韩雪雯生气,“所以我不是叫大师给你算了个危字吗?压一压你情路上的牛鬼蛇神。”
对这话,霍危听一次笑一次。
“没压住。”
韩雪雯脸色古怪,“清歌跟谁好是她的自由,你少去插手,从现在开始我给你安排的千金,你要配合我跟她们见面,争取在年前定下关系。”
霍危对这样的事毫无兴趣。
“你跟爸看着办。”
韩雪雯嗯了一声,随口道,“你知道你外公家有个亲戚,跟你差不多大,前年结婚生了个女儿。”
霍危没印象,顺着往下接,“他怎么。”
“他婚后不老实,在外面包了个情妇,爱她爱得不得了。”
“哦。”
“情妇怀了个儿子,上门逼宫,结果失足从楼上掉下来,一尸两命。”
霍危听出了警告。
他眼底一点波动都没有,认真开车。
韩雪雯,“你外公什么地位,你心里清楚,见不得家里出这种伤风败俗的事,那情妇不是真失足,你心里明白吧?”

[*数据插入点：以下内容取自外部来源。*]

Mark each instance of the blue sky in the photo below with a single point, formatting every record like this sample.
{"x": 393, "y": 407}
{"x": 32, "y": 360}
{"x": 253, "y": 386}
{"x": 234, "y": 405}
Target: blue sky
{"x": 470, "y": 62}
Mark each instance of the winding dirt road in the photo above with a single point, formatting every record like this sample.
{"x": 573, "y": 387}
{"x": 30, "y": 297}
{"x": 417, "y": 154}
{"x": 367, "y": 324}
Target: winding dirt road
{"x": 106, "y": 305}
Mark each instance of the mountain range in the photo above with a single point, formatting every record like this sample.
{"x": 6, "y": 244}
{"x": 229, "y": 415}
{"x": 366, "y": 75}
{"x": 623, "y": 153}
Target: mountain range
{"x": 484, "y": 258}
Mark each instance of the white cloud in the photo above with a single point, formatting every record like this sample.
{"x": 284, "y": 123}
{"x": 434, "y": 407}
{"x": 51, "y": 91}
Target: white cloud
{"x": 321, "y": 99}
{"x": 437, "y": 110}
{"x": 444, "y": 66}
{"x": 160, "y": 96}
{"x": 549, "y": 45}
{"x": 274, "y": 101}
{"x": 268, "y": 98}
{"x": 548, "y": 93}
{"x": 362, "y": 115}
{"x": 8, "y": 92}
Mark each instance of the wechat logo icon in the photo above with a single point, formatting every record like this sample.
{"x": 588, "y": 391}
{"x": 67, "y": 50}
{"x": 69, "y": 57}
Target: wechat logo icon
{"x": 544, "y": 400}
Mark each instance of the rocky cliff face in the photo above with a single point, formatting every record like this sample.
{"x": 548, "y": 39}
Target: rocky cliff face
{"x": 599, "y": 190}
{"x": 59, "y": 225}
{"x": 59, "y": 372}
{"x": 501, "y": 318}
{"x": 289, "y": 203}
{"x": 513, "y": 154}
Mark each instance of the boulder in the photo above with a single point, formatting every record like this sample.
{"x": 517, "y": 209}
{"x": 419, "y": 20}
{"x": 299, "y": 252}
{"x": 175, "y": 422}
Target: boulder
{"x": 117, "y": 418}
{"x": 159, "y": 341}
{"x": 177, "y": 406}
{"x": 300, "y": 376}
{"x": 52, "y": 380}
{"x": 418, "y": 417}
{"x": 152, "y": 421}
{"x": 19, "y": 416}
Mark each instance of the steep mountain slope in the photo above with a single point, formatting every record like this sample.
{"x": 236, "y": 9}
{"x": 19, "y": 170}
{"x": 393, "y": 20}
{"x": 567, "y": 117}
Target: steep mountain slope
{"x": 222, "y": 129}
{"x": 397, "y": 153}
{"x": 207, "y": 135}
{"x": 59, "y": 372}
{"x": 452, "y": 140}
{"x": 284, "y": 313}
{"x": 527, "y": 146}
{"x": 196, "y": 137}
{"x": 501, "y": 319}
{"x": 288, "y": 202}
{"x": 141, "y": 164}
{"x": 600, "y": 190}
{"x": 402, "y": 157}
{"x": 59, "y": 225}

知道他明白,韩雪雯还是说得直白,“在家族面前,情妇是最廉价的,是随时都要做好准备的牺牲品,但好歹是人命,要是我,我就乖一点,不犯这种低级错误。”
霍危脚下一用力,车子急刹。
韩雪雯整个人往后一仰,差点闪到腰。
“你干什么!”
霍危云淡风轻道,“到家了。”
他慢条斯理解开安全带,脸上毫无半点不该有的情绪。
韩雪雯一肚子闷气,发不出来。
……
任清歌没收到霍危的信息,就当他默认了。
没几天后,任世昌从外省回来。
他精神颓靡不少,任清歌猜测,“是没有治好吗?”
任世昌点头,魂不守舍,“没有治好。”
任清歌安慰他,“没事的爸,你尽力就好了,不要内疚。”
任世昌顿时老泪纵横。
他捂着脸哭,把任清歌吓一跳。
她就没见过父亲哭成这样。
甚至在害怕。
任世昌擦去眼泪,抓住任清歌的手,“清歌……”
任清歌感觉他有话对自己说,却又很害怕不敢说。
“怎么了爸?”任清歌担忧,“你不要吓我。”
任世昌咬牙,摇摇头,“没什么,我是想说,虽然没治好,但是他们给了我很大一笔报酬。”
“多少钱?”
“两百万。”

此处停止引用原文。